Les jeunes sont un atout majeur en matière de développement, a souligné le Ministre de la jeunesse et des sports du Libéria. Le dynamisme des jeunes doit être mis à profit dans le cadre de la mise en œuvre des objectifs de développement durable, a-t-il ajouté, en invitant en outre les jeunes à ne pas hésiter, quand l’occasion de briller leur est offerte, de s’en saisir pour faire entendre leur voix. Pour la Ministre de l’enfance et de l’égalité de la Norvège, les dirigeants doivent s’atteler à promouvoir la participation des jeunes et des enfants. Elle a expliqué que son gouvernement consultait régulièrement les organisations de promotion des droits de la jeunesse et de l’enfance, et qu’un soutien conséquent était apporté aux jeunes dans le but de promouvoir leur participation active dans la société. C’est ainsi qu’un jeune parlementaire de Maurice a préconisé que les pouvoirs publics et les décideurs, y compris le législateur, consultent régulièrement les jeunes. Il a aussi souhaité que les institutions étatiques soient résolument tournées vers les médias sociaux qui sont les canaux les mieux adaptés à la participation de la jeunesse à la chose publique. Une représentante de la société civile a aussi préconisé aux dirigeants de passer par les sports pour mobiliser le maximum de jeunes. Le représentant du Paraguay s’est, pour sa part, félicité de la participation des jeunes de son pays aux affaires publiques, en citant l’exemple du Ministre paraguayen des finances qui n’est âgé que de 36 ans.

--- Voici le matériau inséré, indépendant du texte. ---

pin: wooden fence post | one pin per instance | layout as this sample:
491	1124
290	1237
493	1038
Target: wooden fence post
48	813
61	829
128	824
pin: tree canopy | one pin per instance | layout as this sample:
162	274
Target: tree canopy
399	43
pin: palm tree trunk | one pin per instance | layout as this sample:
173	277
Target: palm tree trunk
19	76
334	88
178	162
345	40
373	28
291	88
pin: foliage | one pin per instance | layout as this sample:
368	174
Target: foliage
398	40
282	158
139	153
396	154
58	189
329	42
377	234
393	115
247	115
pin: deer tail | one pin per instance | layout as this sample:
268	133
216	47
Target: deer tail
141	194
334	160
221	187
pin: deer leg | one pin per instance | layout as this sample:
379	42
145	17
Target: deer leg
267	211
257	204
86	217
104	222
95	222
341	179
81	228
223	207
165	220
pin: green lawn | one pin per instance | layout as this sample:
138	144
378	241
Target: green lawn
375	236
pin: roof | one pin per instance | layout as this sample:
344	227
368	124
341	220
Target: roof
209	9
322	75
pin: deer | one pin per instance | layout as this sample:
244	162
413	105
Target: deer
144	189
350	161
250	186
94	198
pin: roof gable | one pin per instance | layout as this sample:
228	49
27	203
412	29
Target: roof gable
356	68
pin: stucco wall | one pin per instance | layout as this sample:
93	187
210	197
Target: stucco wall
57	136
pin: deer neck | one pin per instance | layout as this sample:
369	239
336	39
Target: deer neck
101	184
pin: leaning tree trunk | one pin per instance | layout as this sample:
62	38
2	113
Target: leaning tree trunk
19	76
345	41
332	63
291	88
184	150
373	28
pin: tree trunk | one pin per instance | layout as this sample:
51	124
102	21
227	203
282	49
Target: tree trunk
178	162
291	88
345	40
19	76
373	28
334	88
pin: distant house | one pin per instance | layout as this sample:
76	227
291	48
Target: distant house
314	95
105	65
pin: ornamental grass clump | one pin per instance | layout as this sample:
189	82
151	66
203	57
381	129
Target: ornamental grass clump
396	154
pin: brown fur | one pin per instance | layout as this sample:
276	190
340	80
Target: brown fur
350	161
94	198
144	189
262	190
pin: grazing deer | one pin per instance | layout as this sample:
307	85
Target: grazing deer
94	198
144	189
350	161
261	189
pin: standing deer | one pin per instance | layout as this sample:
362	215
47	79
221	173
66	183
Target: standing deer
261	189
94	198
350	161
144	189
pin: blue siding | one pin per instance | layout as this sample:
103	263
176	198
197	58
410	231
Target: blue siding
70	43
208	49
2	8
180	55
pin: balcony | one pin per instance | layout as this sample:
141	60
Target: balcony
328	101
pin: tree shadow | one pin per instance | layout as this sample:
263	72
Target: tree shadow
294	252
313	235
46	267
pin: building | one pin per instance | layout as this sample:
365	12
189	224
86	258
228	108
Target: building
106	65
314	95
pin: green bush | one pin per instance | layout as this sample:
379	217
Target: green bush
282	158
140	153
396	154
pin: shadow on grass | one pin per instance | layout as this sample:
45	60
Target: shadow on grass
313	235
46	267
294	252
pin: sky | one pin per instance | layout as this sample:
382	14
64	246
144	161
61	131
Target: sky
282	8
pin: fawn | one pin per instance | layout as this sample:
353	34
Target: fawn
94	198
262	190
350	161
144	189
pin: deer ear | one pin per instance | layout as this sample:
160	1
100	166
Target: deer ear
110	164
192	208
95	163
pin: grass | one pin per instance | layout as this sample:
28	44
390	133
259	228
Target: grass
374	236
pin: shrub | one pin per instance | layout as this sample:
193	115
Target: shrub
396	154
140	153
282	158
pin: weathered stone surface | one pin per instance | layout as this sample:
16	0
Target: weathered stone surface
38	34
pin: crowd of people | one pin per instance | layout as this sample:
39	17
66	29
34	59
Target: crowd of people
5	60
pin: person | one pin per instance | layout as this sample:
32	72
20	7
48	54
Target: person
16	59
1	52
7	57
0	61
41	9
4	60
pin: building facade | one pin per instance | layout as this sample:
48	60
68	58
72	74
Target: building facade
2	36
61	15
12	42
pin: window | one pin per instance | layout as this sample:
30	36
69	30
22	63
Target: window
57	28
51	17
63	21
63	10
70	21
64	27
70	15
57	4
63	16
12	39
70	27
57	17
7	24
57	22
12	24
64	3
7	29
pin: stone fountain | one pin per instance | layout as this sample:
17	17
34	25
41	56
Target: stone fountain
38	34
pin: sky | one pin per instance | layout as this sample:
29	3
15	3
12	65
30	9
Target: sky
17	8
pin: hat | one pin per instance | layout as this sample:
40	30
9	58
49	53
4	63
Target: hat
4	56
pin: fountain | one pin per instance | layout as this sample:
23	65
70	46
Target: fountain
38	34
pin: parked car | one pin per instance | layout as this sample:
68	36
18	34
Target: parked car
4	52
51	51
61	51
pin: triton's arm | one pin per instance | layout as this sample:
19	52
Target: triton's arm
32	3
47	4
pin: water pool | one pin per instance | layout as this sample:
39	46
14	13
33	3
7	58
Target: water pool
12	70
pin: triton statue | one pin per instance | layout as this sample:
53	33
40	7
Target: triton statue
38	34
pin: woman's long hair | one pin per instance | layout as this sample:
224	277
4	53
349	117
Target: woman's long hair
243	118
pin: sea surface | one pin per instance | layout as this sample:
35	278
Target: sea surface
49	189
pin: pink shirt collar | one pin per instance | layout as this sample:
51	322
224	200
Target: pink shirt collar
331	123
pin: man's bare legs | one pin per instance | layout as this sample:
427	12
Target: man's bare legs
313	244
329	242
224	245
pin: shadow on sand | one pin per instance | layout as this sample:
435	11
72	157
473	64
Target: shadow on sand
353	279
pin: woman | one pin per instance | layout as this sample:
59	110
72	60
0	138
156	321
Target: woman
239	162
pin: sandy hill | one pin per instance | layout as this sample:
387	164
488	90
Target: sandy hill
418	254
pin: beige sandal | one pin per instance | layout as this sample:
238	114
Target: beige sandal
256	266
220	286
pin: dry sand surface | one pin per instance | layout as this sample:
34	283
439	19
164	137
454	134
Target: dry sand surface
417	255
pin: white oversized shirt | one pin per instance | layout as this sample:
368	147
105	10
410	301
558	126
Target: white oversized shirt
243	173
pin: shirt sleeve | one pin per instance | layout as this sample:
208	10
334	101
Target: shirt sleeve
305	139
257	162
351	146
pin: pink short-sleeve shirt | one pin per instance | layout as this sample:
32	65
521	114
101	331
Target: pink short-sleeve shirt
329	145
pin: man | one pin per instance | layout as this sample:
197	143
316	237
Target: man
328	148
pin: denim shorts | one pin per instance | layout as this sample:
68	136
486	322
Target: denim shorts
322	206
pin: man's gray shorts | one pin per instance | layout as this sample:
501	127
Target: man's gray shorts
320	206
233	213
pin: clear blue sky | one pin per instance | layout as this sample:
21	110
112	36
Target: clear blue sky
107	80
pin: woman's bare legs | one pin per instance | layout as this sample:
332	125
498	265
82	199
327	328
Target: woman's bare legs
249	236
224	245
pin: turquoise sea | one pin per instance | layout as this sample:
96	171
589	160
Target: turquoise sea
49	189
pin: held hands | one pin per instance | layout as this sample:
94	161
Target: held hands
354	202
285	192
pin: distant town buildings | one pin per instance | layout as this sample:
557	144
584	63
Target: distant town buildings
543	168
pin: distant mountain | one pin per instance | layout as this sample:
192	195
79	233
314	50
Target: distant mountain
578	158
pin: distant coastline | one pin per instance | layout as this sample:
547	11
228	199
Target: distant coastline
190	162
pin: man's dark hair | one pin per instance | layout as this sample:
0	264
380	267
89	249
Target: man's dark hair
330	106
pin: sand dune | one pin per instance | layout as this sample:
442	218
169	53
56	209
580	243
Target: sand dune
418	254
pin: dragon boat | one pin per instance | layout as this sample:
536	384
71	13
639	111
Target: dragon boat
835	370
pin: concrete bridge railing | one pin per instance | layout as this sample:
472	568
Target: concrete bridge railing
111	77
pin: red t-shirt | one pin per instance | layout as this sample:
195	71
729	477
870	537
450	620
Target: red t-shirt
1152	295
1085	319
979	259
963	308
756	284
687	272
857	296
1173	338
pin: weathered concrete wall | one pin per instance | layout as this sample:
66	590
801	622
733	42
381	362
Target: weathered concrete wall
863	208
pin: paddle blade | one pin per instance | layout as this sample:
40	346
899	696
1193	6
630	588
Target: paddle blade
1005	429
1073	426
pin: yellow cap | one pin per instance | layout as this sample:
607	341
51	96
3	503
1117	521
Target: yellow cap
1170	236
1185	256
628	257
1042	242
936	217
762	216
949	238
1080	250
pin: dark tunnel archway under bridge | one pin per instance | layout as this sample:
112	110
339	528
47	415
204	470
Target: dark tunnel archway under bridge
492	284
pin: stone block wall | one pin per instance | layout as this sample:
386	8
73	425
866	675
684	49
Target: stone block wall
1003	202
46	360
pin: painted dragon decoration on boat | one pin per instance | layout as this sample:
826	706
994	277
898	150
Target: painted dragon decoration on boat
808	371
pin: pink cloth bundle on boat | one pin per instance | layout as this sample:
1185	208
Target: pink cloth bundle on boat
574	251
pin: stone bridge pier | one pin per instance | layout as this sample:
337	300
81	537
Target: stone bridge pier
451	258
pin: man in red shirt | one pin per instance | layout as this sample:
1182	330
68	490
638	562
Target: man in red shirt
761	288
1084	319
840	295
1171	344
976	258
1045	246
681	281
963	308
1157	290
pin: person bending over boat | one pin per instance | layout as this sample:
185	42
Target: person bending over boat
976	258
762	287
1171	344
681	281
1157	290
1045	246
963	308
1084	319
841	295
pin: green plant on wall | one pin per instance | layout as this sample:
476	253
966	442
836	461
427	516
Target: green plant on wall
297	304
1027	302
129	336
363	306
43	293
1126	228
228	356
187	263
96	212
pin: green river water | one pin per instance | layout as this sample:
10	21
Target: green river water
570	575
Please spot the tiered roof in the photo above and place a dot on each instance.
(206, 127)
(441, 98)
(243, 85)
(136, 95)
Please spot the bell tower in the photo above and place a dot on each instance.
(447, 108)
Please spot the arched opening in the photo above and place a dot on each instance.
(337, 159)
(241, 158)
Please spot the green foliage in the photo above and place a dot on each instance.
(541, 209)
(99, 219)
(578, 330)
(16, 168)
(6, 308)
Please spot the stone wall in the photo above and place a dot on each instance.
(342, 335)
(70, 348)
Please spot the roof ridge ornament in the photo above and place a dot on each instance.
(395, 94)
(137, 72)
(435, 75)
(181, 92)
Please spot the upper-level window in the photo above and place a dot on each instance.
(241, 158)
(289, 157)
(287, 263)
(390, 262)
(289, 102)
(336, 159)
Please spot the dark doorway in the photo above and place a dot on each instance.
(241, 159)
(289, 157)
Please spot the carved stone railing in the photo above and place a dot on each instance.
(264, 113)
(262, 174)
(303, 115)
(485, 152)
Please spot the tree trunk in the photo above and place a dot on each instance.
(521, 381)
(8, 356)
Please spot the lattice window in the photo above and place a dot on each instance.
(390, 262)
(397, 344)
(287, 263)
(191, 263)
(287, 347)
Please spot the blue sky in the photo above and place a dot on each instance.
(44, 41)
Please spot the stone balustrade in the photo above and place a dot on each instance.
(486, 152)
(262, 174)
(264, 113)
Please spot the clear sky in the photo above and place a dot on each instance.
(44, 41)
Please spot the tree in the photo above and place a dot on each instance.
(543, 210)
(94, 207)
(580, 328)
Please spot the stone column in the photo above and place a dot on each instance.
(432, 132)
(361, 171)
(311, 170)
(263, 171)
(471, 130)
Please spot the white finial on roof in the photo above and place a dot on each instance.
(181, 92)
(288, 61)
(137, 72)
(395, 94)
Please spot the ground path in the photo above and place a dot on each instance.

Pour faire participer les jeunes, la première étape est de leur offrir une éducation de qualité, ont relevé de nombreux intervenants. Une représentante du Gouvernement du Cambodge a ainsi fait observer que son gouvernement mettait l’accent sur l’amélioration de la qualité de l’éducation et de la formation professionnelle, afin de permettre aux jeunes de trouver un emploi décent. Soucieuse d’assurer également une éducation de choix à ses jeunes, le Costa Rica, a déclaré son Vice-Ministre de la jeunesse, a pris la décision historique de bannir l’armée afin de réaffecter les dépenses militaires à l’éducation. Le représentant de Singapour a parlé de l’expérience singulière d’un pays dépourvu de toute ressource naturelle et qui a pris le risque de tout miser sur les ressources humaines. Les résultats font aujourd’hui tâche d’huile, car son pays enregistre le taux de chômage des jeunes le plus faible au monde. Le rôle de l’éducation a également été mis en exergue par le Directeur de l’Institut de recherche des Nations Unies pour le développement social. Il a appelé les jeunes du monde à changer le monde, quel que soit leur statut, et de ne pas croire que l’ONU seule a le pouvoir de s’y atteler.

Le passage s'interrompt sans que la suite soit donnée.